Which brings me to Jay Stringer's blog post about his recent resignation from the board of Bouchercon. Give it a read. It's vague at points, but what it's about is how difficult it is to change things when you feel sorry for people who are adults and should know how to behave. I believe in second chances, but you don't get those while you are still on your first chance, like Louis CK. Or the sex offender than Shane Black keeps casting in his movies, a friend of his who was caught trying to set up a meet for sex with a 14 year old girl. I actually have more sympathy for that guy, because he served jail time so his first chance thus ended. I respect Olivia Munn for speaking up--at minimum, there should have been protocols in place to keep him away from any minors on the set of The Predator. (You can't make this up.) Hollywood sucks at this: Victor Salva raped a boy on set, whose family was then sued by Francis Ford Coppola's production company. Salva then was allowed to make creepy teen-obsessed movies like the Jeepers Creepers flicks.

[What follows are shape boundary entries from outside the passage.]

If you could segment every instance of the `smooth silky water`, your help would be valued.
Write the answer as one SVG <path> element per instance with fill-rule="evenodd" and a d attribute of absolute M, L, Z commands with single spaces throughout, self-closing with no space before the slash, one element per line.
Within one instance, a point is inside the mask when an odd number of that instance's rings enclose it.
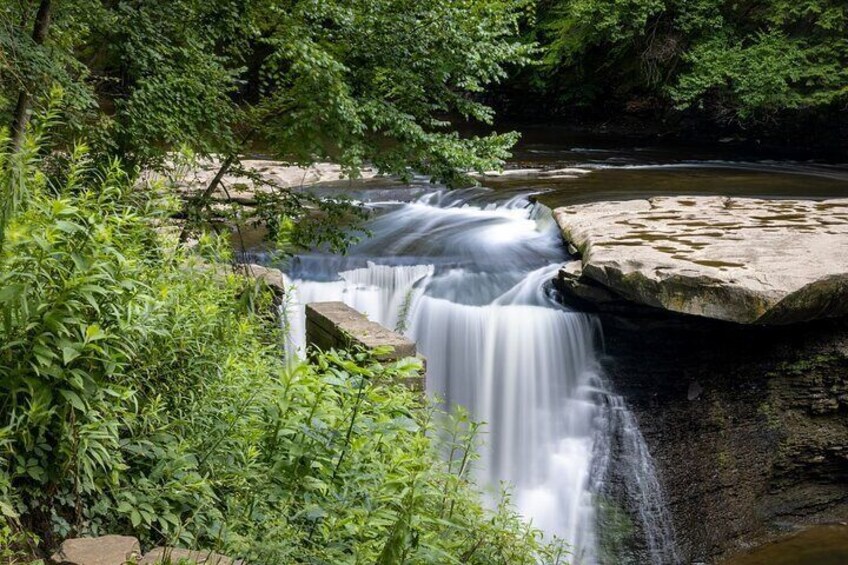
<path fill-rule="evenodd" d="M 635 524 L 634 562 L 675 562 L 647 447 L 600 372 L 599 324 L 557 302 L 551 281 L 568 257 L 550 210 L 482 188 L 368 206 L 373 236 L 347 256 L 285 267 L 289 354 L 302 351 L 309 302 L 343 301 L 404 332 L 427 357 L 428 393 L 485 422 L 480 482 L 508 481 L 573 563 L 626 561 L 605 539 L 610 506 Z"/>

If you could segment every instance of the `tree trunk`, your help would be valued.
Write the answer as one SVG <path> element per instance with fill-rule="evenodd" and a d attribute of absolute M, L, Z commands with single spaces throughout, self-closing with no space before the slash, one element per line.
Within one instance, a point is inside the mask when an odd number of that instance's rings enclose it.
<path fill-rule="evenodd" d="M 236 158 L 236 155 L 231 154 L 226 159 L 224 159 L 224 162 L 221 163 L 220 168 L 218 168 L 218 172 L 212 178 L 212 181 L 209 183 L 206 189 L 202 193 L 192 198 L 186 204 L 186 223 L 185 225 L 183 225 L 183 229 L 180 231 L 179 241 L 181 244 L 185 243 L 188 239 L 189 225 L 192 221 L 192 212 L 196 213 L 203 209 L 203 206 L 212 196 L 212 193 L 215 192 L 215 189 L 218 188 L 218 185 L 221 184 L 221 181 L 224 179 L 224 176 L 226 176 L 226 174 L 230 171 L 230 167 L 232 167 L 233 163 L 236 162 Z"/>
<path fill-rule="evenodd" d="M 41 0 L 38 5 L 38 14 L 35 16 L 35 27 L 32 30 L 32 40 L 36 45 L 43 45 L 50 27 L 50 14 L 53 6 L 51 0 Z M 24 133 L 29 123 L 29 107 L 31 96 L 26 88 L 18 93 L 18 103 L 15 105 L 15 114 L 12 117 L 12 150 L 17 152 L 24 141 Z"/>

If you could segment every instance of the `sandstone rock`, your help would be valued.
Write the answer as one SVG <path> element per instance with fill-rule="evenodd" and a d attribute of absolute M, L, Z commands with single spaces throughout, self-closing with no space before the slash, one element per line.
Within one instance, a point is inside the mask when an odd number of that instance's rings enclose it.
<path fill-rule="evenodd" d="M 194 551 L 178 547 L 157 547 L 145 554 L 138 565 L 154 565 L 165 563 L 177 565 L 178 563 L 196 563 L 198 565 L 241 565 L 242 561 L 236 561 L 225 555 L 212 551 Z"/>
<path fill-rule="evenodd" d="M 62 565 L 123 565 L 140 555 L 141 547 L 134 537 L 101 536 L 67 539 L 50 559 Z"/>
<path fill-rule="evenodd" d="M 848 315 L 848 199 L 661 197 L 554 210 L 581 280 L 743 324 Z"/>

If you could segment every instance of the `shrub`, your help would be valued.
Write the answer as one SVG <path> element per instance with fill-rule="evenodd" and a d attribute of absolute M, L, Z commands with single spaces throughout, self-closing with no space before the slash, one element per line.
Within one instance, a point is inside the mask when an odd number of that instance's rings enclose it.
<path fill-rule="evenodd" d="M 395 384 L 417 361 L 291 368 L 270 296 L 209 266 L 223 244 L 159 229 L 166 195 L 82 146 L 38 155 L 0 155 L 20 196 L 0 232 L 0 511 L 43 549 L 108 532 L 256 563 L 561 559 L 508 498 L 483 505 L 477 426 Z"/>

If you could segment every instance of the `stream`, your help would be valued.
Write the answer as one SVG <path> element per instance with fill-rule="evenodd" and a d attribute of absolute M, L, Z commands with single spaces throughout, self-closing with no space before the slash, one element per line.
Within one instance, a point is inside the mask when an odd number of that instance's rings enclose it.
<path fill-rule="evenodd" d="M 427 358 L 428 394 L 485 423 L 477 472 L 493 500 L 509 482 L 520 512 L 565 539 L 573 563 L 679 562 L 648 448 L 600 368 L 600 324 L 562 306 L 551 283 L 569 257 L 548 206 L 672 191 L 825 197 L 848 179 L 829 165 L 722 157 L 531 139 L 481 187 L 321 185 L 362 201 L 372 236 L 345 256 L 282 265 L 289 353 L 303 350 L 309 302 L 343 301 L 405 333 Z"/>

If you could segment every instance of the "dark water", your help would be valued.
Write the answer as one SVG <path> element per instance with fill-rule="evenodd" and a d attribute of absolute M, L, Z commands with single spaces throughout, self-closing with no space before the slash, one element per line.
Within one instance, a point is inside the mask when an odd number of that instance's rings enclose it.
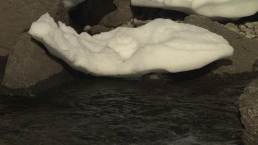
<path fill-rule="evenodd" d="M 0 99 L 0 144 L 241 144 L 248 80 L 89 79 Z"/>

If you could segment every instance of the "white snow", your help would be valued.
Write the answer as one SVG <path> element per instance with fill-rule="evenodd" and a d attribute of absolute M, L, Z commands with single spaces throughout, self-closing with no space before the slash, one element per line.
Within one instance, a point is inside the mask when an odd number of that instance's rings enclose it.
<path fill-rule="evenodd" d="M 59 25 L 59 26 L 58 26 Z M 150 72 L 180 72 L 230 56 L 222 36 L 189 24 L 158 19 L 136 28 L 117 27 L 78 34 L 47 13 L 29 33 L 72 68 L 94 76 L 138 77 Z"/>
<path fill-rule="evenodd" d="M 258 0 L 131 0 L 131 4 L 203 15 L 216 20 L 238 19 L 258 11 Z"/>
<path fill-rule="evenodd" d="M 85 1 L 85 0 L 62 0 L 63 4 L 65 8 L 69 9 L 73 8 L 80 3 Z"/>

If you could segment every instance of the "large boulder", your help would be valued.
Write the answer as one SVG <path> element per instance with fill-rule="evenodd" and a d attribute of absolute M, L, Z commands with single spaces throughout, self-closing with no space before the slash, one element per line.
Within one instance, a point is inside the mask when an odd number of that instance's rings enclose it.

And this isn't "virtuous reading" or whatever the status quo ding-dongs want to call it. You want to read a book by a stalker creep, go right ahead! But don't ignore the victims who say they were harassed by men who are then allowed to attend your convention because you have a "policy." I'm not sure how this policy is enforced. I saw one drunken writer dragged out of Noir at the Bar by hotel security after he nearly got the event shut down. At Thrillerfest, they have convention staff who wear shirts labeled SECURITY and that made me think twice about trying to enter the signing line for George R.R. Martin a second time. It probably keeps the thigh massaging stalker creepos from behaving badly. Women attendees of Thrillerfest haven't spoken out. I'll ask friends who attended and see what they thought. Anyway, Bouchercon was a good time this year. There were some problematic issues with a panel, but I will leave the telling to those who were there.

Kellye Garrett made a great speech when accepting her Anthony Award for best debut novel, for Hollywood Homicide. She read Frankie Bailey's statistics for how many nonwhite, non-straight writers have been published in the mystery/crime field in the U.S. That number is 177, and it is mindnumbing. 177, all time. She won the debut Anthony, Attica Locke won for best novel (Bluebird, Bluebird is great and deserved it), Gary Phillips won best anthology for The Obama Inheritance. And what she said afterward stands--"we need to stop looking at diversity as a trend, and make it the status quo." And she's right. Color, creed, gender and orientation, and as I'm known to pipe about, class, as most crime fiction comes from a very bourgeois middle-class perspective where we sneer at the lower class or revel in their squalor. The Anthonys last week were a good start.

I'm looking forward to Left Coast Crime this year. I am told they mixed panels last year, with seasoned pros, rookies, midlisters, noir, thriller, cozy, traditional writers all together like we're a community. It viewed askance, but the feedback from writers and readers has been positive. So I am going to LCC next year, to give them a shot. I have been going to Bouchercon for 8 years, and while I am grateful for the work of all the people involved, I keep seeing the same panels with the same people. I was miffed that I wasn't on the criminals in fiction panel with my buddy Josh Stallings, but that's the only panel I've seen him on. I've moderated cozy vs noir, sex & violence... but I see the same people, except at the bar. Bouchercon is much bigger and there are many panels, but sometimes it feels like the titles are what change most. Here's a great interview with Octavia Butler where she complains about being on "the race panel" for 20 years at SF conventions (most of which have since learned to mix up panels so readers are introduced to new writers).